# Hey, can anyone give me some advice?



## Laughing Man (Feb 8, 2006)

Hey, I am just wondering if anyone can give me some advice about a problem one of my best friends is having. Here's the story; He has just recently started to smoke and he has been getting some weird side effects, he describes it in his own words as "My body shakes like I'm having shivers like I am naked outside when it is freezing cold, my heart starts beating faster, my hands are clammy, and my mouth is totally dry." This has happened to him every time we have smoked together, always after he is high, sometimes even a long time after he smoked, he says he has smoked with me and my crew and then gone home and gone to bed then the next day when he wakes up he gets the same shakes and sickness that he sometimes gets directly after the high fades away. I read the side effects section of this site, and we definitely did not eat any bad food, or do any of the things that were said to be dangerous. I don't know what to do, we decided for the moment that he shouldn't smoke, but he doesn't like not being able to chill with us, and we don't like the fact that he has this problem that none of the rest of our crew has experienced. I'd appreciate it if anyone has any thoughts that might help solve our problem. Thanks.



P.S. He isn't like a sickly person either, he has very mild asthma, but other than that he is totally healthy.
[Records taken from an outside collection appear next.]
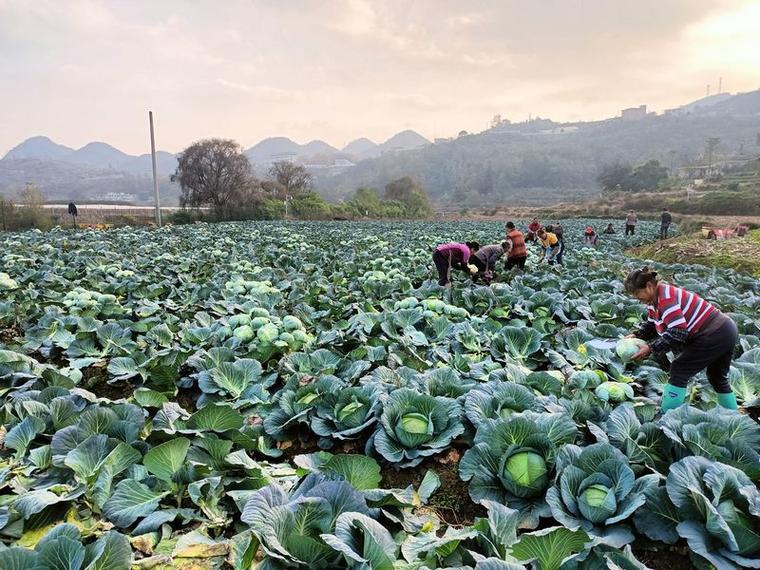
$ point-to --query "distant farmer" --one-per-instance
(450, 256)
(73, 212)
(682, 322)
(630, 223)
(517, 253)
(665, 220)
(590, 237)
(559, 231)
(551, 249)
(486, 257)
(533, 228)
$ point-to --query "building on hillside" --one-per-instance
(634, 113)
(282, 157)
(119, 197)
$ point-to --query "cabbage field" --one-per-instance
(304, 395)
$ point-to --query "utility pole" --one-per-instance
(155, 175)
(711, 145)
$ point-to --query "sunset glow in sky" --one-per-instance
(85, 70)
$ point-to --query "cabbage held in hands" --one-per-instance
(627, 348)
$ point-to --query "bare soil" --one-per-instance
(740, 254)
(451, 501)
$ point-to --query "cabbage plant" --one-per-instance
(714, 506)
(596, 490)
(414, 426)
(346, 414)
(719, 434)
(512, 461)
(291, 528)
(295, 407)
(496, 400)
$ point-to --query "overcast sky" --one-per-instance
(79, 71)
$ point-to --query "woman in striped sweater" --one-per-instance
(682, 322)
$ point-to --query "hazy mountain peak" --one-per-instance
(360, 146)
(38, 147)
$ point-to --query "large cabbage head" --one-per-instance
(627, 348)
(512, 461)
(719, 508)
(415, 425)
(497, 400)
(346, 414)
(596, 489)
(292, 528)
(614, 391)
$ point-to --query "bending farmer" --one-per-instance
(517, 253)
(486, 257)
(450, 256)
(682, 322)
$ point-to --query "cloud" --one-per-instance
(86, 69)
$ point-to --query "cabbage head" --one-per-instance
(346, 414)
(512, 461)
(292, 529)
(6, 283)
(295, 407)
(596, 491)
(498, 400)
(614, 392)
(626, 348)
(243, 333)
(717, 508)
(414, 426)
(268, 333)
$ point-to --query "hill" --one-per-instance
(272, 149)
(542, 161)
(38, 147)
(64, 181)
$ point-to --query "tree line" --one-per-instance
(216, 174)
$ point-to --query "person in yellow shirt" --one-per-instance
(551, 247)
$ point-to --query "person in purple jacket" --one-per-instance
(448, 256)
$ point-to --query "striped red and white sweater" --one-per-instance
(677, 315)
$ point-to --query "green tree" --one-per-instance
(366, 202)
(615, 176)
(648, 176)
(216, 173)
(409, 192)
(309, 206)
(294, 178)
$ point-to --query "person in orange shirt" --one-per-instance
(551, 247)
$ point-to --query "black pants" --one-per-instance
(712, 351)
(441, 262)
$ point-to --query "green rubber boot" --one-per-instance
(728, 401)
(672, 397)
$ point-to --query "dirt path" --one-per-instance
(740, 254)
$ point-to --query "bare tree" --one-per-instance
(294, 178)
(213, 172)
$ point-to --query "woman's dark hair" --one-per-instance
(639, 278)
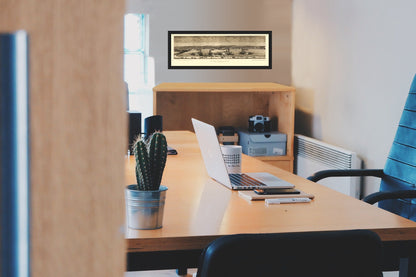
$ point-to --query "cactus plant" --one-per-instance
(150, 161)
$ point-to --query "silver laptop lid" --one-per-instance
(211, 152)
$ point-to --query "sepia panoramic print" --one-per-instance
(219, 49)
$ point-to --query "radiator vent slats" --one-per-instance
(326, 154)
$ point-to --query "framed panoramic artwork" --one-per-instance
(220, 49)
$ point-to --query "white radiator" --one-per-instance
(312, 155)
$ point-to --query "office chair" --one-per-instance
(332, 253)
(397, 188)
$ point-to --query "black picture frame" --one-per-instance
(219, 49)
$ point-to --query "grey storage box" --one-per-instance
(263, 144)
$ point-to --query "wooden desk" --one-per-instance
(198, 210)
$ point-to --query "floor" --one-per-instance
(192, 273)
(159, 273)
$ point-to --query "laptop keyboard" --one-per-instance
(244, 181)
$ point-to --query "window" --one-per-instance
(138, 65)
And he has never ever experienced these symptoms at any time except for after smoking.


----------



## Mutt (Feb 8, 2006)

He doesn't have mild epilepsy or anything? He may not be able to toke unfortunatly. Is it a must that he has to smoke to chill out with you? Does he take asthma meds?


----------



## Laughing Man (Feb 9, 2006)

He doesn't have mild epilepsy, and of course it isn't a must that he has to smoke to chill with us. I was thinking that it would not be a good idea for him to continue hitting it up, I was just wondering if he may have reacted to this particular green different than the rest of us or something.


----------



## Mutt (Feb 9, 2006)

Try a different toke, if it still does it then he may have to give it up. Problem with buying, you never know whats in it or where its been.


----------



## spliffy (Feb 9, 2006)

so does that stuff happen to him when he is high or after? it happened to me when i was high when i first started, but never anymore.... I think it might just be a phase....


----------



## Laughing Man (Feb 9, 2006)

It happens afterwards, always after he is no longer high.


----------



## spliffy (Feb 9, 2006)

Oh, well thats strange and I've never heard of anyone with that problem..... cant help you


----------



## Stoney Bud (Feb 9, 2006)

Laughing Man said:
			
		

> he has very mild asthma


Anyone who has asthma shouldn't be smoking anything. Life has it's drawbacks and not doing something that is very dangerous to you because of a medical condition is one of them. Perhaps he could try ingesting the weed. Hey, I've ate a nice sized bud of really good smoke and got a great buzz from it. It's a different type of buzz, but if he can't, or shouldn't smoke, that may be a reasonable alternative to smoking it. The THC can be ingested in many ways. Look in the section at the bottom of the list of areas in this group.

Good luck to him.


----------



## mountain rambler (Feb 9, 2006)

Just my 2 cents here... I once lived with a guy who couldn't smoke because when he did he would get quite shakey (and I think a little paranoid, but he denied that part). Being grower myself, I thought I would do him a favour and cook him up some brownies. Oops. Ingesting is (in my experience, with my recipes), quite different from smoking. And it did my buddy more harm than good. He said it was the worst experience he'd ever had with weed. Granted, my buddy's a freak (I love him, but he is!), so who knows if this is relevant.  Just a word to the wise!


----------



## puffadder (Feb 10, 2006)

L.M., could your friend possibly just be experiencing panic attacks? Some people worry a great deal about toking down-- side effects from the B.S. we've been fed by our govt. about the evil weed.


----------



## MMilitiaR (Feb 17, 2006)

my 3 cents: givehim a gram(or let him fight the dealer him self, unless of course you have some from a recently dured plant) let him smoke by himself, and see if it happens, probably just anxiety, the pressure of smoking around you, not saying no when he wants, then realising what hes done later, my 3 cents have been givin...now go fecth me my bong


----------



## budwizer (Apr 15, 2007)

Stoney Bud said:
			
		

> Anyone who has asthma shouldn't be smoking anything. Life has it's drawbacks and not doing something that is very dangerous to you because of a medical condition is one of them. Perhaps he could try ingesting the weed. Hey, I've ate a nice sized bud of really good smoke and got a great buzz from it. It's a different type of buzz, but if he can't, or shouldn't smoke, that may be a reasonable alternative to smoking it. The THC can be ingested in many ways. Look in the section at the bottom of the list of areas in this group.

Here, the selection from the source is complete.